Una LUCE INTENSA, un cerchio giallo che prende forma lentamente. È il simbolo della nostra vita: luminosa, preziosa, ma segnata anche da fragilità e imperfezioni. Le gocce che cadono al suolo raccontano proprio questo: le ferite, le fatiche, i limiti che ogni persona porta con sé.
In questa luce appare MARIA, seduta, leggermente prostrata in avanti, con le mani giunte. Il suo atteggiamento è quello dell’umiltà e dell’ascolto. È la creatura che accoglie, che si apre al Mistero, che si affida.
Subito dopo si manifesta L’ANGELO, in ginocchio, nel gesto solenne dell’annuncio. La sua mano indica il cielo: il messaggio viene dall’Alto, è dono, è grazia che irrompe nella storia.

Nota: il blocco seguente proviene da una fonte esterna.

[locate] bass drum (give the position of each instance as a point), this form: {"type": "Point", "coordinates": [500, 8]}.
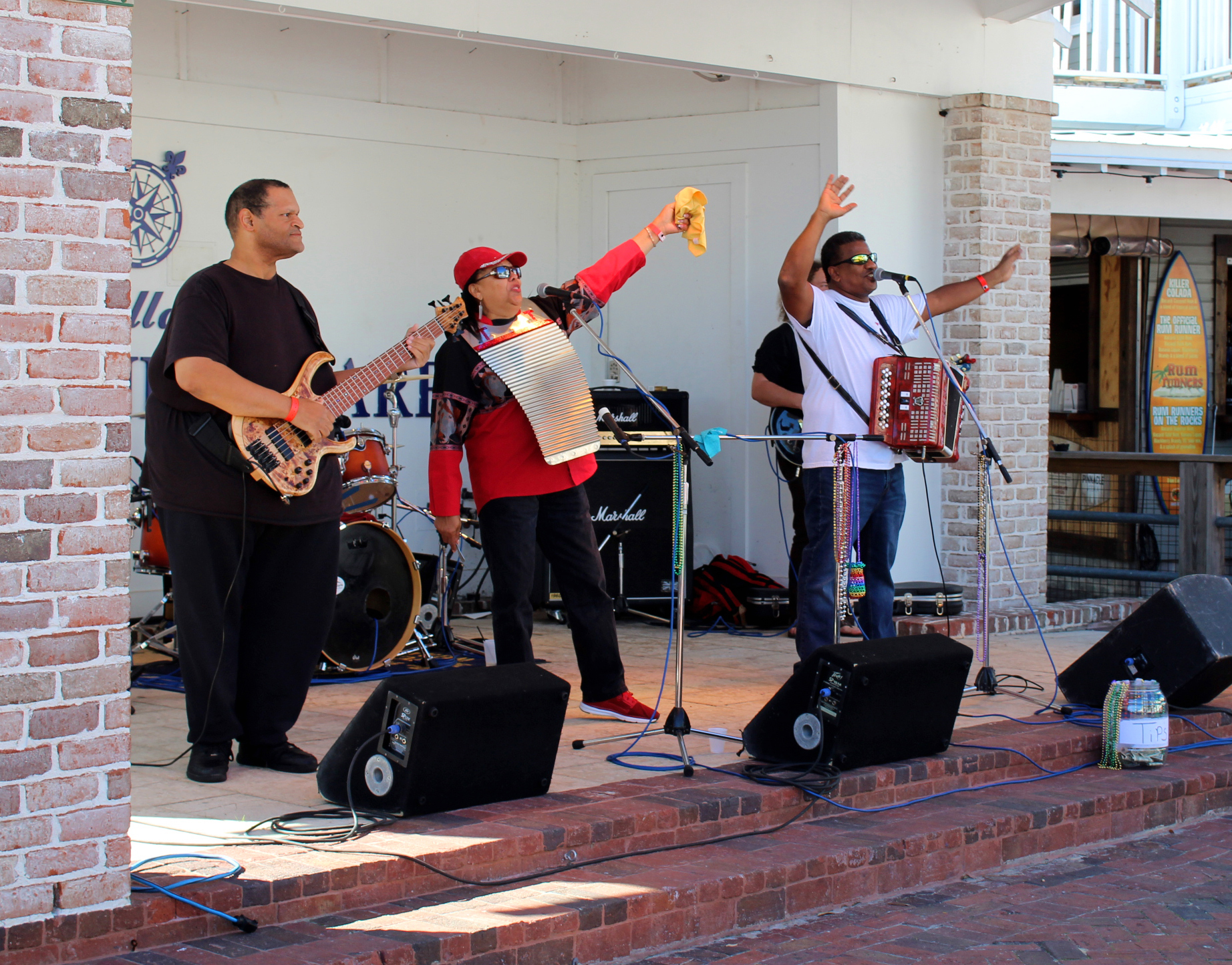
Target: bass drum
{"type": "Point", "coordinates": [377, 601]}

Ed è proprio in quel momento che nella nostra vita appare una CROCE LUMINOSA. Non è segno di peso, ma di luce: illumina il cerchio della nostra esistenza, trasfigura le imperfezioni, dà senso al cammino.
Infine, ai piedi della croce e al centro del logo, sboccia IL GIGLIO, simbolo di purezza. È il segno della risposta fiduciosa, della vita che si rinnova nell’accoglienza.
Così il logo 2026 racconta l’Annunciazione come esperienza attuale: la luce di Dio entra nella nostra storia concreta e, attraverso l’umiltà e il servizio, la trasforma in carità viva.